Dessa forma, é objetivo deste artigo compreender as repercussões psicossociais da pandemia para a população atingida pelo rompimento da barragem de Fundão, considerando a sobreposição de eventos críticos em um curto período. Tal compreensão permitirá dar visibilidade e subsidiar a construção de políticas públicas voltadas para comunidades atingidas pela mineração.
Metodologia
Trata-se de pesquisa qualitativa, que busca estudar a história, as relações e as percepções a partir das interpretações que os humanos fazem de suas vivências, sentimentos e opiniões (MINAYO, 2014). Foi realizada em Mariana, cidade localizada na região centro-sul de Minas Gerais (MG), com população estimada de 61.288 habitantes no ano 2020 (IBGE, 2021). Além das mortes, o rompimento da barragem causou perdas materiais, simbólicas e danos ambientais ao longo de toda a Bacia do Rio Doce. Em Mariana, os distritos mais atingidos foram Bento Rodrigues e Paracatu de Baixo, nos quais a população precisou ser removida de forma abrupta e levada para a sede do município. Desde então, encontram-se em casas alugadas na área urbana pelas empresas causadoras do desastre.

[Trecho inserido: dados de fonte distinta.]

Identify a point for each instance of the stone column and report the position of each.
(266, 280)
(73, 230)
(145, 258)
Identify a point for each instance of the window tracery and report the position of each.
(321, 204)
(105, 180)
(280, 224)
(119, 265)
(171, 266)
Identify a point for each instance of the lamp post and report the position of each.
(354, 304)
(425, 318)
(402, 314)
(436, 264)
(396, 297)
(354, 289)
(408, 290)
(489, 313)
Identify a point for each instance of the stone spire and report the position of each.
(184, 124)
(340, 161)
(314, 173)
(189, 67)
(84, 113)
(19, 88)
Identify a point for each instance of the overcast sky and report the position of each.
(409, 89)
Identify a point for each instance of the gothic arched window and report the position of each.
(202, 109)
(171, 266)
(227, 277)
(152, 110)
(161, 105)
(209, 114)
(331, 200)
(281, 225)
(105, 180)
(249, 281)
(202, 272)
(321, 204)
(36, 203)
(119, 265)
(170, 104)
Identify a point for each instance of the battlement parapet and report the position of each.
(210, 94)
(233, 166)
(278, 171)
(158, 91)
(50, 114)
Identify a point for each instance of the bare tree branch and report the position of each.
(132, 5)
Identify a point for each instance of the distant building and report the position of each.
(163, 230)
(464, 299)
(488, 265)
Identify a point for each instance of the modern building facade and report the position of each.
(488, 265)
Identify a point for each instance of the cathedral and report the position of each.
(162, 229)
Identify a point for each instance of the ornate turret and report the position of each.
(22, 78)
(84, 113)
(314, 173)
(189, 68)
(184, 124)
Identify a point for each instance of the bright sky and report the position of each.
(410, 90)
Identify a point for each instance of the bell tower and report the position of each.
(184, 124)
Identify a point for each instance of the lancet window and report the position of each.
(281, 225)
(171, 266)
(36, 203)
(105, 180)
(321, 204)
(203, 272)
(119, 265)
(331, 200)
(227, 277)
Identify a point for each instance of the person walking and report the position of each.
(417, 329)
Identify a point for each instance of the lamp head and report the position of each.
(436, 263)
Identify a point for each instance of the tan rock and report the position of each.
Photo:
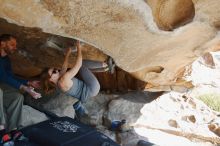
(170, 14)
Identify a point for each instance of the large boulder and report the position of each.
(170, 14)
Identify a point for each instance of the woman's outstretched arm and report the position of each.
(65, 81)
(66, 60)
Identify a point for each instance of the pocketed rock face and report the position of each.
(125, 31)
(170, 14)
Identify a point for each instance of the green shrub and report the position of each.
(211, 100)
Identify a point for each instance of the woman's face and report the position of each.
(54, 73)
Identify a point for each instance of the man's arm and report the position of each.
(66, 60)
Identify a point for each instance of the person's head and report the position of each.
(8, 43)
(49, 80)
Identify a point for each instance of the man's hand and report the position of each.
(34, 84)
(78, 46)
(31, 91)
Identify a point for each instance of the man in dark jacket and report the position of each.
(11, 100)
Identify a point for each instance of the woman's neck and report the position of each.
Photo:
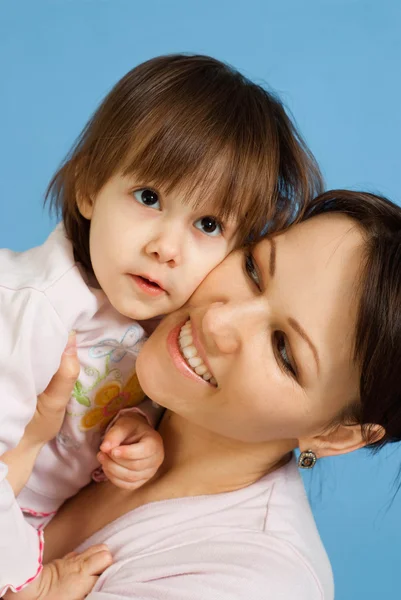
(200, 462)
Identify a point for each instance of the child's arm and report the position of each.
(21, 546)
(22, 576)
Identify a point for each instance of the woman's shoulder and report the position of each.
(260, 538)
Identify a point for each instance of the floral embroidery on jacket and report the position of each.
(109, 400)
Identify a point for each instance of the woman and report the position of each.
(297, 336)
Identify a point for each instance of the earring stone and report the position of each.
(307, 459)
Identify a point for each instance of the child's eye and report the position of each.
(209, 225)
(147, 197)
(252, 270)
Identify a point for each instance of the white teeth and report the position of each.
(190, 353)
(186, 340)
(201, 370)
(195, 362)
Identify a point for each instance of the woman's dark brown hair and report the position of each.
(194, 123)
(378, 328)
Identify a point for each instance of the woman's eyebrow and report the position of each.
(297, 327)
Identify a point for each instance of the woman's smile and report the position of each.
(189, 346)
(186, 355)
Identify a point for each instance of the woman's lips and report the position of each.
(147, 286)
(176, 356)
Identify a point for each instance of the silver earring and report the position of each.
(307, 459)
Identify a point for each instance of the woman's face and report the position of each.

Essa população tem sido acompanhada, desde 2015, pela Rede de Atenção Psicossocial e pela Atenção Primária em Saúde, através do Sistema Único de Saúde (SUS). Entre as estratégias assistenciais de saúde pública criadas pós-desastre estão a criação de uma equipe de saúde da família, a Unidade Básica de Saúde Bento/Paracatu, e de uma equipe de saúde mental, o Conviver, ambas orientadas para as especificidades desse público. O Conviver, atualmente, é composto por 10 profissionais de nível superior, sendo psicólogos, terapeutas ocupacionais, assistente social, psiquiatra e arteterapeutas. A Unidade Básica de Saúde Bento/Paracatu foi construída para o acompanhamento das pessoas atingidas que foram deslocadas para a área urbana. Essa unidade conta com médico de saúde da família, enfermeira, técnica de enfermagem, agentes comunitárias de saúde, auxiliares administrativos e profissionais de apoio, como nutricionista, fisioterapeuta e odontóloga.
A pesquisa foi realizada no período de junho de 2020 a abril de 2021, sendo que a primeira autora já estava inserida no campo e acompanhando essa população desde 2015. As técnicas utilizadas foram a observação participante (FLICK, 2009) e dois grupos focais (GATTI, 2012). A observação participante ocorreu através da vivência da primeira autora no município de Mariana enquanto pesquisadora e trabalhadora da rede de saúde mental, atuando na construção de estratégias de cuidado junto à população atingida e em diálogo e articulação com os serviços de saúde, que foram locais da pesquisa.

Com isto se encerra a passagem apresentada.